His Comfort
Sudah 4 hari Helmi dirawat di rumah sakit, tetapi ia masih belum siuman. Gita sudah merasa sedikit putus asa ketika melihat adiknya yang terbaring tidak berdaya itu. Ingin sekali Gita menghubungi orang tuanya dan memberikan kabar mengenai Helmi, tetapi handphone miliknya sudah tidak bisa menyalah lagi karena kehabisan baterai. Tidak ada hiburan di sana, yang ia lakukan hanyalah menatap ke arah luar jendela untuk melihat keramaian di halaman rumah sakit atau terkadang ia mengganti bunga di ruangan itu ketika sudah layu. Setiap Brian atau Niko berkunjung, timbul perasaan senang dari dalam dirinya. Pasalnya gadis itu jadi memiliki teman untuk mengobrol. Gita sangat berterima kasih kepada kedua orang tersebut karena merekalah yang selalu menjaga dan merawat dirinya dikala si empunya badan tidak memedulikan keadaannya.
“Git?”
“Hm?”
“Helmi masih belom sadar?”
“Belum nih.” Gita menunduk sambil memainkan jari jemari Helmi. Dingin. Ia merasakan dingin di telapak tangan Helmi. Hatinya sakit sekali melihat keadaan Helmi yang tidak kunjung membaik. “Helmi, kalo lo bangun, nanti gue kabulin apa aja yang lo mau. Gue janji.” Air mata mulai mengalir membasahi kedua pipi Gita. Brian yang melihatnya miris segera memberikan sehelai tisu kepada wanita di hadapannya.

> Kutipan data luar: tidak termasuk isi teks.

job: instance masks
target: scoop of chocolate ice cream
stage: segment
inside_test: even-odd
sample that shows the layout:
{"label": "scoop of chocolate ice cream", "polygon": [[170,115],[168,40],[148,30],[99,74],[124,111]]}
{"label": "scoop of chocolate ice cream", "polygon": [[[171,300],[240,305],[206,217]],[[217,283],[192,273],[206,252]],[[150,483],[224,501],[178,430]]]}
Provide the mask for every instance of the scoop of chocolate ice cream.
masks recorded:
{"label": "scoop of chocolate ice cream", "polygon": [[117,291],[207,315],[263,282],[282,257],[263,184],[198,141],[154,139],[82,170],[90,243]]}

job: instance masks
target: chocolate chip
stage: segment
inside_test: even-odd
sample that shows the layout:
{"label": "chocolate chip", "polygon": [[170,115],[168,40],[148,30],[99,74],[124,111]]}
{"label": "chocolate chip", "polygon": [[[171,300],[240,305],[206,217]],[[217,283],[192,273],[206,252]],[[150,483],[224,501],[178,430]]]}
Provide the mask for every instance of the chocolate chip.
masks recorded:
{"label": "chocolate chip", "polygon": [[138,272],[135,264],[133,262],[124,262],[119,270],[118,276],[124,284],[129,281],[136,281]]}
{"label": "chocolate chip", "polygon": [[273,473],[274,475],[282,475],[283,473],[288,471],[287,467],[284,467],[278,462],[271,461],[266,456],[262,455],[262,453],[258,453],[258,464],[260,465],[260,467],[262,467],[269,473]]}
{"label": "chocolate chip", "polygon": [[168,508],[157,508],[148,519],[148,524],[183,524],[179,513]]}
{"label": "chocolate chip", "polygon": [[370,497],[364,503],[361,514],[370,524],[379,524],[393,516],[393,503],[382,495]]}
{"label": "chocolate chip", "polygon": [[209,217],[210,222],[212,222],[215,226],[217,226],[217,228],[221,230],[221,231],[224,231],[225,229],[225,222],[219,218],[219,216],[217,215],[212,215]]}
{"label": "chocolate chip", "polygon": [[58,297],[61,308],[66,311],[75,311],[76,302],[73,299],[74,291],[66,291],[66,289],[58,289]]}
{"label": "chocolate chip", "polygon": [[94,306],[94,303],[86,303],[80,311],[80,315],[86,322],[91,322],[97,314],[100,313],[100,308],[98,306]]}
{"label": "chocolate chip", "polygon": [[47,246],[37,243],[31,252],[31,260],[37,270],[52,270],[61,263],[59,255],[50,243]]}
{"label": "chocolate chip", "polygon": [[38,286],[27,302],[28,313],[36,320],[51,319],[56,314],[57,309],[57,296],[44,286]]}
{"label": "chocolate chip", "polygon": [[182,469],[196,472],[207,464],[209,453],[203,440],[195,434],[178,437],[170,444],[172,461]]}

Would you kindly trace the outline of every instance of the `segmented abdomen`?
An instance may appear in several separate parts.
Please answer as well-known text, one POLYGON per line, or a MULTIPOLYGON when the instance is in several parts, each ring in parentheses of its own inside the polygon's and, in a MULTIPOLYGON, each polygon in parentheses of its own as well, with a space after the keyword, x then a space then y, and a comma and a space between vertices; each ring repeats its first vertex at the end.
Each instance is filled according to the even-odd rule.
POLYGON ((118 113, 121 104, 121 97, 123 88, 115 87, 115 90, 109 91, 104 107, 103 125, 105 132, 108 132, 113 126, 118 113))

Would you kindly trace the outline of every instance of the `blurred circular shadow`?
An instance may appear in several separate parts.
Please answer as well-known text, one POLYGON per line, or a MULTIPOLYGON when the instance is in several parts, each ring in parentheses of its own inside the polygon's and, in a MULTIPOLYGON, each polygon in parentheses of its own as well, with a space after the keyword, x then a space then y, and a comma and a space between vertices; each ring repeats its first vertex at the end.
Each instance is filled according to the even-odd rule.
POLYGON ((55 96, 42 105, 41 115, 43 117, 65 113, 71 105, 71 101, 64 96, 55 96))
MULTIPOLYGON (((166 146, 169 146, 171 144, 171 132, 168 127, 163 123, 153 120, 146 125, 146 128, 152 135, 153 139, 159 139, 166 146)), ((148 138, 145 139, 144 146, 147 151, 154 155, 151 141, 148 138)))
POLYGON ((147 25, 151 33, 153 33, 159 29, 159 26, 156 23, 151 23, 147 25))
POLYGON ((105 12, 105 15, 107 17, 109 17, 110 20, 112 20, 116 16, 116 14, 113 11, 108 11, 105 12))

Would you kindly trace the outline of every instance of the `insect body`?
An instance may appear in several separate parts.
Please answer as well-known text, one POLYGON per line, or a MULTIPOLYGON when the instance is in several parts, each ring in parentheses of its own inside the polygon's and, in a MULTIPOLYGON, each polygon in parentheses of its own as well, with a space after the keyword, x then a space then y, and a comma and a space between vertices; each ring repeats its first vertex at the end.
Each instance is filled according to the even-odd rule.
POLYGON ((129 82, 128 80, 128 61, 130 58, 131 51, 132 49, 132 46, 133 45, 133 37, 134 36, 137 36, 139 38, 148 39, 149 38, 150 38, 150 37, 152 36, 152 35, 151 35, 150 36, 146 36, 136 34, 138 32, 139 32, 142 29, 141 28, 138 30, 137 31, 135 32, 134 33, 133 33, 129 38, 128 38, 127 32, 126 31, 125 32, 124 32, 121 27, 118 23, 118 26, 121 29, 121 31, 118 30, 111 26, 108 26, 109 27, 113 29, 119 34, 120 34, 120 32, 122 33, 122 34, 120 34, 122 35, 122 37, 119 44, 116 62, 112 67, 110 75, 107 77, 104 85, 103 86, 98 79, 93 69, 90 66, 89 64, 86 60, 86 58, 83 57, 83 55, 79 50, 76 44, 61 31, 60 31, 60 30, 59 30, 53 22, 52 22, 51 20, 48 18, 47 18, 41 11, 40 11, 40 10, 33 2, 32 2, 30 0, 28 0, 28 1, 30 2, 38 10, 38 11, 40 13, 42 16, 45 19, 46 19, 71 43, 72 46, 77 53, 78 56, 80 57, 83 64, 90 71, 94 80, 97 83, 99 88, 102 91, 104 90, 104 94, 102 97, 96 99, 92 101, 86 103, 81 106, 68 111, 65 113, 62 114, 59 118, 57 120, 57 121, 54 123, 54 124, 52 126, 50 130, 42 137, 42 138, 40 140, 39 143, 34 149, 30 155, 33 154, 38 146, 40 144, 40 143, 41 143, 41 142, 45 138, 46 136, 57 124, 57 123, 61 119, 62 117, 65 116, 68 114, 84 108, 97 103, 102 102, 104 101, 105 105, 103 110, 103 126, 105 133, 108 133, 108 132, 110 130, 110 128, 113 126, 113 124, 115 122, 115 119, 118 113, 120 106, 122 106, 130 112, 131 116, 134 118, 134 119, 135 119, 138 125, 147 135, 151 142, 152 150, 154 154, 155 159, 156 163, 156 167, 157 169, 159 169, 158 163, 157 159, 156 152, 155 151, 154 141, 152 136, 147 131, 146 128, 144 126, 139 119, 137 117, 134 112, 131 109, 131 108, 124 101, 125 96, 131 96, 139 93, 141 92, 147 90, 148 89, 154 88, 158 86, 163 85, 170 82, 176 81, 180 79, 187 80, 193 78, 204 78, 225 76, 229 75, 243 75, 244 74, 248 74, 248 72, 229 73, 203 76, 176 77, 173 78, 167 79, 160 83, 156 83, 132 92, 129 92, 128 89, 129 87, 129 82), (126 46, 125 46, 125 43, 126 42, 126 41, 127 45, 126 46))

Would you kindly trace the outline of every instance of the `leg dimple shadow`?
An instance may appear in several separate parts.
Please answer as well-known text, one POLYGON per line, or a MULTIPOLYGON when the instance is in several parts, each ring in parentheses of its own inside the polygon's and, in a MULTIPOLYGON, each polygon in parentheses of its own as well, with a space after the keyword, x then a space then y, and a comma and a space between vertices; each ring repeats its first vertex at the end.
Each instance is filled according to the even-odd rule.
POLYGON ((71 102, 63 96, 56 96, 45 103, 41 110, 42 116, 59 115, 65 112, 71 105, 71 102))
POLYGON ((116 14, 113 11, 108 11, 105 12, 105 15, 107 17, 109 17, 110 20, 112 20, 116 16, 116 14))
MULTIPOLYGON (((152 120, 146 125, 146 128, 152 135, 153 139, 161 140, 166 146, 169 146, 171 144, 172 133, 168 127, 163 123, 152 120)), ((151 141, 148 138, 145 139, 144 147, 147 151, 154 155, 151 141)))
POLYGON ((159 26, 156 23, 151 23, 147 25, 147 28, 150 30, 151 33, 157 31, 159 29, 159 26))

Brian yang tidak tega melihat gadis itu menangis, mencoba menenangkannya. “Git, dia bakal bangun. Percaya sama gue.” Kedua lengan Brian meraih tubuh perempuan di depannya, ia merengkuh torso Gita untuk didekapnya, supaya membuat gadis itu nyaman. Brian mengelus lembut pucuk kepala gadis itu dan mengeratkan pelukannya, “Dia ga bakal ninggalin lu, gue pun juga.”
Seketika rasa hangat menjalari tubuh Gita. Ia merasa tenang didekapan pria itu. Ia bisa merasakan aroma manis yang menguar dari badan Brian. Rasanya Gita tidak ingin melepaskan tubuhnya dari pelukan lelaki itu, ia terlanjur nyaman di sana sampai akhirnya ia melihat jari telunjuk Helmi bergerak perlahan.